Un traguardo raggiungibile solo “facendo rete”, appunto.
E per capirci tutti abbiamo introdotto come linguaggio comune a tutti gli operatori della rete l’utilizzo della Icf (International classification of functioining, disability and health), che classifica lo stato di salute della persona secondo una scala univoca: chiunque, in un contesto ambientale sfavorevole, può diventare persona con disabilità.
Si insiste molto sul concetto di uguaglianza. Una rivoluzione culturale innescata dalla Convenzione delle Nazioni Unite sui diritti delle persone con disabilità del 13 dicembre 2006.

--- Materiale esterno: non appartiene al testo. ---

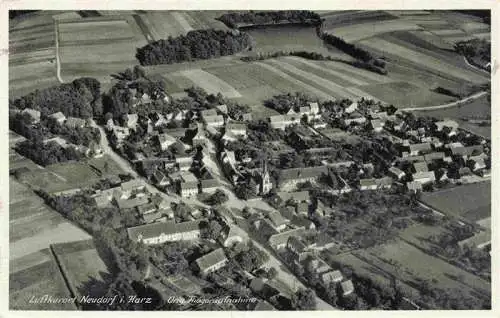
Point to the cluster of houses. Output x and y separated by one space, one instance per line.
134 195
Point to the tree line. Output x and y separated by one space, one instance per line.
80 98
198 44
234 19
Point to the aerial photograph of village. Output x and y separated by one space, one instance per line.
249 160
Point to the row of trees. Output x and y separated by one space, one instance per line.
234 19
198 44
80 98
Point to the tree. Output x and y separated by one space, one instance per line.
304 299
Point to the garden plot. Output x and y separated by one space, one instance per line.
323 84
361 31
212 84
312 90
423 60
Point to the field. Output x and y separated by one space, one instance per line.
270 39
361 267
472 201
36 279
86 50
352 33
416 265
82 266
480 108
212 84
404 94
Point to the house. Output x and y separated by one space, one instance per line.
396 173
354 118
416 149
160 179
131 203
420 166
434 156
131 121
351 108
233 237
212 261
73 122
384 183
222 108
214 121
334 276
209 186
278 241
208 112
298 248
247 117
132 185
289 178
302 208
147 208
424 177
283 121
237 128
188 189
296 197
160 232
347 287
58 117
314 108
414 186
377 125
367 184
303 222
453 125
34 114
278 221
165 140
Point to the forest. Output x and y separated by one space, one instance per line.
233 19
198 44
80 98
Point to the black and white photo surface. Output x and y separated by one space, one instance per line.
224 160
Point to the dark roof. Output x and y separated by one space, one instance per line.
209 183
156 229
302 173
211 258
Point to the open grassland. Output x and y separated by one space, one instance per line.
33 225
37 280
271 39
85 31
479 108
471 201
82 266
363 268
212 84
356 32
414 264
423 60
404 94
98 46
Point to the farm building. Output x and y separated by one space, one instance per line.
212 261
157 233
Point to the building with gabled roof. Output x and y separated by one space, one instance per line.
58 117
73 122
34 114
212 261
347 287
334 276
160 232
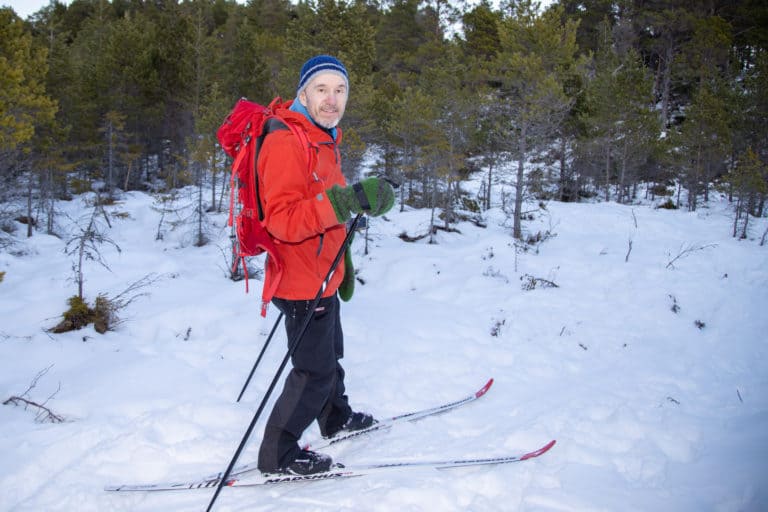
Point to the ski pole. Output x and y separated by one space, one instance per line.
261 354
291 350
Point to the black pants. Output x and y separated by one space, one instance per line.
314 388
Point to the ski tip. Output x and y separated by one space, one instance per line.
485 388
541 451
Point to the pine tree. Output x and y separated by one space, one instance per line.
24 103
538 52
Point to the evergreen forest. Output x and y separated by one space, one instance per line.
616 100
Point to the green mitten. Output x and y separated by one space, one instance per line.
373 196
347 286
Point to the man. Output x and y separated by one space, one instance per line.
306 214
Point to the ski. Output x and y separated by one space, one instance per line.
338 472
384 424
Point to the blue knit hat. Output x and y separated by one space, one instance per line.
320 64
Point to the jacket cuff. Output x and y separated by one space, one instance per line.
325 211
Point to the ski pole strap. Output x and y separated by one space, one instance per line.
361 197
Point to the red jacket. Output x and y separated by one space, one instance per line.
297 211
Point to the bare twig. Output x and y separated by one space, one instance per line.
686 251
44 414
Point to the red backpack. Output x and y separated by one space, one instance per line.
241 135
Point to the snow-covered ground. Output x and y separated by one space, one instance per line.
652 411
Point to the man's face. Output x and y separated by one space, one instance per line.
325 98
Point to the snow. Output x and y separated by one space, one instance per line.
650 412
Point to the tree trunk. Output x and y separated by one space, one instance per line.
517 231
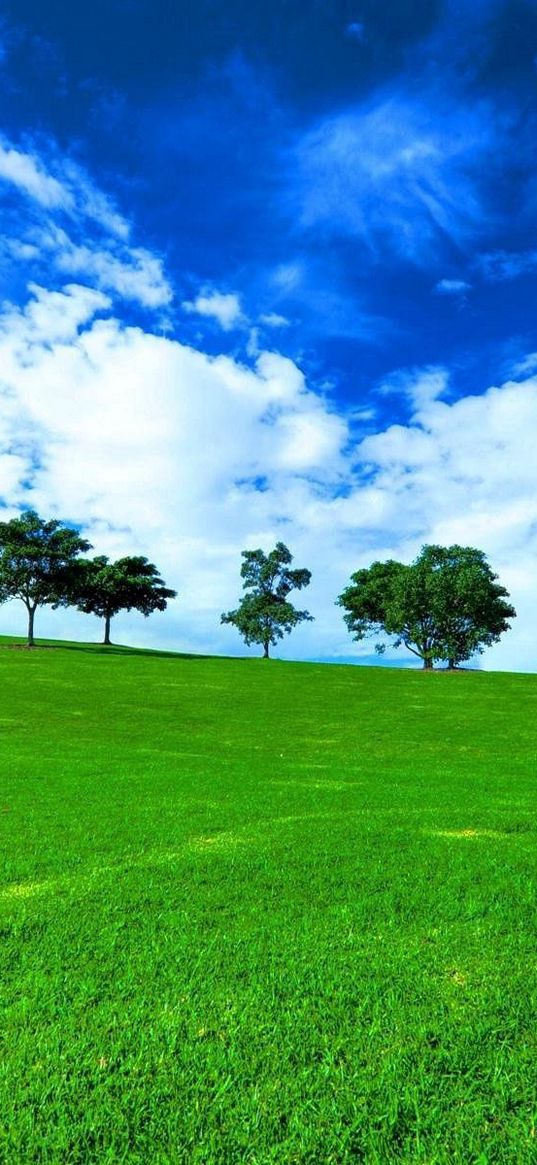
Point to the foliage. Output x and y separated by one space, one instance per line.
256 916
128 584
446 605
39 563
265 615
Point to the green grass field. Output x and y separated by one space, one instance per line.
266 912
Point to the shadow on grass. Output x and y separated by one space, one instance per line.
114 649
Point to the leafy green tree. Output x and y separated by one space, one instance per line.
265 615
446 605
128 584
40 563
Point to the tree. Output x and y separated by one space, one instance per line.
265 615
128 584
446 605
39 563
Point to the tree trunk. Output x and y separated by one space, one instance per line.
30 626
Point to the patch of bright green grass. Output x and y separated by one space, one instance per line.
261 912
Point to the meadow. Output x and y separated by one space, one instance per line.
265 913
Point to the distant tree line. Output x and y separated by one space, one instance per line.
446 606
42 564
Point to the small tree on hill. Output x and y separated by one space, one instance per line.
129 584
265 615
446 605
40 563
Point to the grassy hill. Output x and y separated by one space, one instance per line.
265 912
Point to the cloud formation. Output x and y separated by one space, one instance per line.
159 449
223 306
56 234
398 173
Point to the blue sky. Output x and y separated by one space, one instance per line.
315 225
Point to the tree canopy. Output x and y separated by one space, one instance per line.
128 584
265 615
40 563
447 605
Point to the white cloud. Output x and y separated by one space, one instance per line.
396 173
224 308
273 319
499 266
131 272
452 287
69 197
159 449
28 174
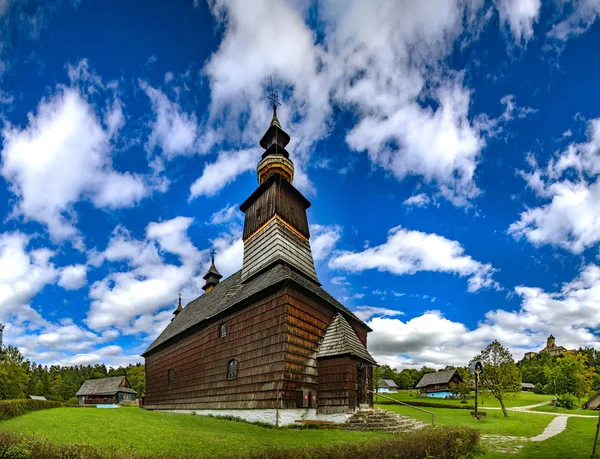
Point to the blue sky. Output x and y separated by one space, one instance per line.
450 149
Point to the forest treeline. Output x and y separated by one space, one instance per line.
573 372
20 378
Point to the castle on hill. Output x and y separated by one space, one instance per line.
551 348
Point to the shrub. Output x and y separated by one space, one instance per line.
568 401
12 408
440 443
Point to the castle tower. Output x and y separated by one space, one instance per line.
275 226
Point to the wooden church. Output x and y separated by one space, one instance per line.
267 343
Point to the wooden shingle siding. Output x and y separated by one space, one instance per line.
277 242
281 198
199 362
337 385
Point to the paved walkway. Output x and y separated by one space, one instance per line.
512 445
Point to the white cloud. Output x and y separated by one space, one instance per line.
367 312
323 240
23 274
570 187
571 314
227 214
387 64
520 16
61 157
73 277
582 15
409 252
418 200
223 171
140 298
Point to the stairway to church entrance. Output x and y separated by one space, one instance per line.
376 419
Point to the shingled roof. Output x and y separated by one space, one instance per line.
439 377
340 339
232 291
104 386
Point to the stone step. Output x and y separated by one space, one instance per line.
383 421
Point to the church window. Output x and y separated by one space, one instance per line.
232 369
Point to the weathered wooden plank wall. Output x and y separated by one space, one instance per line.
280 199
255 337
332 380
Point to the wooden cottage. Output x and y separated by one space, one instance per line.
387 385
106 391
438 384
268 343
527 387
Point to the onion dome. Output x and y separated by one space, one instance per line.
275 159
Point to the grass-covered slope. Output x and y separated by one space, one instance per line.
152 433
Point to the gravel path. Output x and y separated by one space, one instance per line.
512 445
556 426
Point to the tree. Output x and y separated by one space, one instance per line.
14 374
500 373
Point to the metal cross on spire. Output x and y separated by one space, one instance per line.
272 96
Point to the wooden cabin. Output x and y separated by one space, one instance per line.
527 387
386 386
438 384
268 343
106 391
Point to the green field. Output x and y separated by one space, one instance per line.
151 433
517 424
574 443
513 400
132 430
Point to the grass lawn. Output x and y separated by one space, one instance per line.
516 424
575 442
152 433
516 399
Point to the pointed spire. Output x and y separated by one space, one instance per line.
275 160
212 276
179 307
275 120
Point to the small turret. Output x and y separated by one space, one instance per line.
275 159
179 307
213 276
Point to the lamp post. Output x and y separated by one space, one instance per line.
476 369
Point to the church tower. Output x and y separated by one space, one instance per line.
275 226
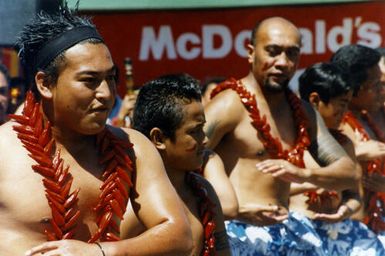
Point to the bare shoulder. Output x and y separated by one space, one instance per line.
139 141
8 139
212 195
226 100
143 151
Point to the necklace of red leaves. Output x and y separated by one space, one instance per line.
206 212
375 208
36 137
273 145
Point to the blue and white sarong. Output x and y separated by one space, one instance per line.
348 237
294 236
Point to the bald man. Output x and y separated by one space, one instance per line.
261 129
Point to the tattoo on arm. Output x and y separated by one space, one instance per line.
211 127
221 241
326 150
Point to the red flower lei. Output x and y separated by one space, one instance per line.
376 203
272 145
36 137
206 213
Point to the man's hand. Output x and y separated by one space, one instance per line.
342 213
374 182
65 248
261 215
368 150
284 170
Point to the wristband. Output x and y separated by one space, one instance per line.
101 248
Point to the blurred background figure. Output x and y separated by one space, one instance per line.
208 86
122 112
4 93
381 63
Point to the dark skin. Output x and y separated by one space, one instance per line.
77 106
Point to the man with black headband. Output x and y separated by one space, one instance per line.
65 177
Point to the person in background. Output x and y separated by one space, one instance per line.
260 129
66 176
329 90
169 112
208 86
4 93
361 64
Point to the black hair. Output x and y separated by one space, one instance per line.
356 60
254 32
160 102
326 79
210 80
43 28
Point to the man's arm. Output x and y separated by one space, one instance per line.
215 173
223 113
339 171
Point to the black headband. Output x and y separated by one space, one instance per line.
61 43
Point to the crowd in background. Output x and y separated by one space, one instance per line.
278 172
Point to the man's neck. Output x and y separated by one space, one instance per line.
72 142
177 178
274 100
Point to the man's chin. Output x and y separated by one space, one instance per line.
274 87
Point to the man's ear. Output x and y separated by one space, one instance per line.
250 53
314 99
43 86
157 138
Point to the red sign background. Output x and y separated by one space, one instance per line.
173 41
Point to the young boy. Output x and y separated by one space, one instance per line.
170 113
66 176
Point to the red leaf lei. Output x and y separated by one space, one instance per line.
206 213
272 145
36 137
375 208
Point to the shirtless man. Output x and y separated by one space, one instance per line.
240 135
63 125
170 113
4 93
330 91
361 63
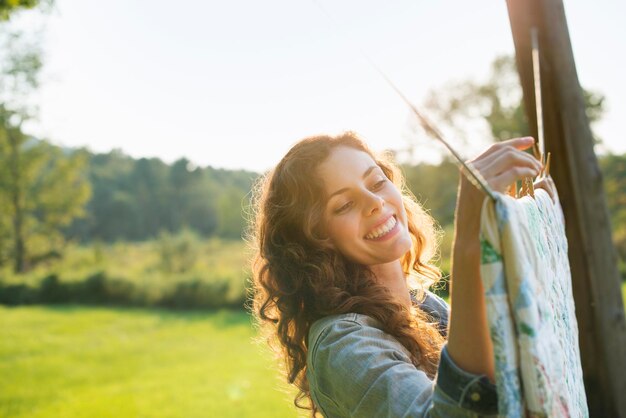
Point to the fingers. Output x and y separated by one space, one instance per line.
505 158
505 166
502 181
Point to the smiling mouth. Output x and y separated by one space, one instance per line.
384 229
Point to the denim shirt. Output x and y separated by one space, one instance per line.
355 369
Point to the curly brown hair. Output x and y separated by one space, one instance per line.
298 278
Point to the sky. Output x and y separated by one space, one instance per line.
234 84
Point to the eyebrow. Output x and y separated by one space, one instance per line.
345 189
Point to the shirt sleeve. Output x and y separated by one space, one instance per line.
361 371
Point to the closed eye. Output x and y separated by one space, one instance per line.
379 184
344 208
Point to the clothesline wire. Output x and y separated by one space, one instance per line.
467 168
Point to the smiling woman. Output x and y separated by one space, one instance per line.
341 274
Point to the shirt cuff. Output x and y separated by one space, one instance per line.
473 392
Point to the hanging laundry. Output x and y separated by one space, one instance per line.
530 308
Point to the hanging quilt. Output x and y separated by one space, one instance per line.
530 308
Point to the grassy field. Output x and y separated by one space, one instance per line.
95 362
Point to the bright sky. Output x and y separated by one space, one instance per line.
234 84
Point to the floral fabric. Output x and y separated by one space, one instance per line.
530 308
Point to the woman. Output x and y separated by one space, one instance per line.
341 272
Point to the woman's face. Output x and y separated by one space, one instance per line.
364 216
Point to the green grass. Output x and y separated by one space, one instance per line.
91 362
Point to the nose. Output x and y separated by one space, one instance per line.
375 203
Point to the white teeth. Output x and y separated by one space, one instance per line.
383 229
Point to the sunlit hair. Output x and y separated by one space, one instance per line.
298 278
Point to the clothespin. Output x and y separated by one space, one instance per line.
531 187
513 190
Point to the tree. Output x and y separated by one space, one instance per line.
477 113
41 188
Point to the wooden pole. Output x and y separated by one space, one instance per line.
575 170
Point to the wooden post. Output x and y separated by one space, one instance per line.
575 170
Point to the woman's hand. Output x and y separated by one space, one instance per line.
501 165
469 343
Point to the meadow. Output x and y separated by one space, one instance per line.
70 361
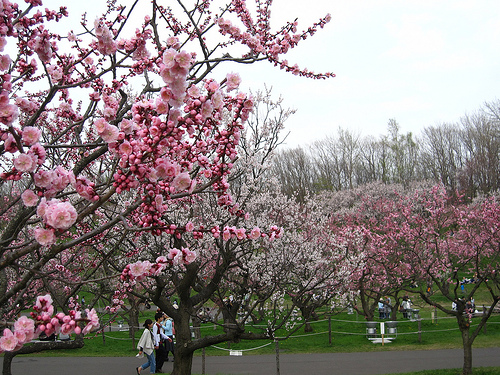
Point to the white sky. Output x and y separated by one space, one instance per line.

All’articolo 19 dice che tutte le persone con disabilità hanno diritto a vivere nella società, con la stessa libertà di scelta delle altre persone. Non solo: gli Stati aderenti, quindi anche l’Italia, che ha ratificato la Convenzione il 3 marzo 2009 con la legge 18, si impegnano a facilitare il pieno godimento da parte delle persone con disabilità di tale diritto e la loro piena integrazione e partecipazione nella società. Le sembra possibile?.
Me lo dica lei: è ottimista?
Certo. Altrimenti mi chiuderei in casa. Invece non voglio guardare indietro, ma avanti.